Since, among other things, the 2004 Dodgers are always sort of on my mind

Using Rally's WAR numbers, in 2004 Alex Cora and Cesar Izturis, the Dodgers' double play combo, propelled them to the division title by contributing 4.7 wins above replacement. Exclude 2004 from their career totals, and between the two of them you get 0.4 wins above replacement.

Of course, Adrian Beltre had 10.1 WAR that season; his next highest seasonal total, accomplished in 2006, was 4.4 WAR. And LHP-destroying Jose Hernandez contributed 2.0 WAR despite only getting 238 PA; in the rest of his career, he logged 11.7 WAR in 4788 PA. (Counterposed to these outstanding seasons in the infield were the play at 1B where Shawn Green's last season in blue demonstrated that he was not going to return to his pre-shoulder-injury peak and where Hee Seop Choi dug a whole so deep that Jim Tracy wouldn't give him much of a shot to dig his way out, leading to his surprise US career flameout).

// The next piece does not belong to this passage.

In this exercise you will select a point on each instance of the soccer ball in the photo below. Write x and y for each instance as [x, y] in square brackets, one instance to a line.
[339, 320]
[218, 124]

While then-GM Paul DePodesta deserves credit for solid moves to acquire oft-injured stars Milton Bradley and Jayson Werth, and his predecessor Dan Evans deserves credit for, uh, not trading Beltre or Gagne (or trading high-salaried stars for middle of the pack starters Odalis Perez and Jeff Weaver, who of course benefited greatly from the stellar infield defense), it was the outstanding and anomalous performance of its infielders that should go down in history as the essence of the 2004 Dodgers' playoff run.